BACK TO PANAMA INFORMATION: BUSINESS, TAXATION AND OFFSHORE

On this Page:

- PANAMA FORMS OF OFFSHORE OPERATION
- PANAMA TAX TREATMENT OF OFFSHORE OPERATIONS
- PANAMA TAXATION OF FOREIGN EMPLOYEES OF OFFSHORE OPERATIONS
- PANAMA EXCHANGE CONTROLS
- PANAMA OFFSHORE ACTIVITIES
- PANAMA SHIPPING REGISTRY FEES
- PANAMA EMPLOYMENT AND RESIDENCE

The term 'offshore' is not used in Panama legislation; since taxation is on a 'territorial' basis, ie only Panama-sourced income is taxed, an entity which has its activities or assets outside Panama will automatically escape taxation. There are more than 120,000 corporate entities in Panama, of which the majority are 'offshore'.

In June 2000, Panama was identified by the FATF as a non-cooperative tax haven in the global fight against money-laundering. The result of this was that Panama was one of fifteen tax jurisdictions placed on an FATF blacklist. Each offending tax haven had a year in which to correct its regulations and legislation

The FATF released an annual report in June 2001, in which the organisation revised its list of countries and territories deemed non-cooperative. Only four were removed from the list, including Panama (the other three being the Cayman Islands, Liechtenstein and the Bahamas). Panama was praised by the FATF for its substantial efforts to conform to forty recommendations set out by the FATF in a code of good practice governing money laundering.
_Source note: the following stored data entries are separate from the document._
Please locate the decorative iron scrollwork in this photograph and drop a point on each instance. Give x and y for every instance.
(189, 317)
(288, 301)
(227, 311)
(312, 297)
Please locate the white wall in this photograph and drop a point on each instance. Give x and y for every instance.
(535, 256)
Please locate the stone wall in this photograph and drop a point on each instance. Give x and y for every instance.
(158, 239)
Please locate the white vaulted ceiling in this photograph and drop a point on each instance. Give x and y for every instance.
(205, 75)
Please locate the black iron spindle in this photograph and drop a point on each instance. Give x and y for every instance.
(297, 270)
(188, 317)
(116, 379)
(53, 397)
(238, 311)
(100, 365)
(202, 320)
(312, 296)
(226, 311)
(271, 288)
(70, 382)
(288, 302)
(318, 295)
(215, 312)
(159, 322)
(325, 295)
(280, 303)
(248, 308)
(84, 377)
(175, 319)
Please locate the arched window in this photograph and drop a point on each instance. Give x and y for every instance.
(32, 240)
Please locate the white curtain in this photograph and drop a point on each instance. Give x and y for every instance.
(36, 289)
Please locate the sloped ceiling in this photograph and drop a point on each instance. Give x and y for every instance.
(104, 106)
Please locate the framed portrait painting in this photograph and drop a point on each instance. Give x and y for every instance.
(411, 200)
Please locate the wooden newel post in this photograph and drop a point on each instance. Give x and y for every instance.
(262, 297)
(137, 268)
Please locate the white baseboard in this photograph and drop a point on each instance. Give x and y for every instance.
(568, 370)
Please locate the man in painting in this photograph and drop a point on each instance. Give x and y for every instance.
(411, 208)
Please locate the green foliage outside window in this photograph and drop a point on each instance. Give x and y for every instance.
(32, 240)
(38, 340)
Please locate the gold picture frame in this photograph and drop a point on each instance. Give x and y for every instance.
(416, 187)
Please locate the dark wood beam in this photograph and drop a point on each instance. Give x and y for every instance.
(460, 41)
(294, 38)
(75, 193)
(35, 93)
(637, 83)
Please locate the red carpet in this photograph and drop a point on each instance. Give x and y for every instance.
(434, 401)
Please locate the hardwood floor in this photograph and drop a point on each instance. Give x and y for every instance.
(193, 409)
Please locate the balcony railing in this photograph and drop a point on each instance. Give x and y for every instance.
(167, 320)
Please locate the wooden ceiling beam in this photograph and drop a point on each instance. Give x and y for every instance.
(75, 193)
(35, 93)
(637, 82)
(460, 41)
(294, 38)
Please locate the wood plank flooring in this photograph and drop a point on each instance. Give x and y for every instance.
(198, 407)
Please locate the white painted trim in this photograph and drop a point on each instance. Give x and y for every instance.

In April 2009, following that month's landmark G20 summit in London, Panama was placed on the OECD's 'grey list' of territories which have committed to, but not yet substantially implemented, the internationally agreed standard in tax transparency and information exchange. Later that month, the government of Panama announced the conclusion of the first round of negotiations towards a double tax agreement with the Netherlands, including tax information exchange provisions in line with the OECD standard. Panama’s deputy Economy Minister, Frank De Lima explained at the time that these negotiations "marks progress towards the removal of Panama from the Organization for Economic Cooperation and Development’s ‘grey list.’"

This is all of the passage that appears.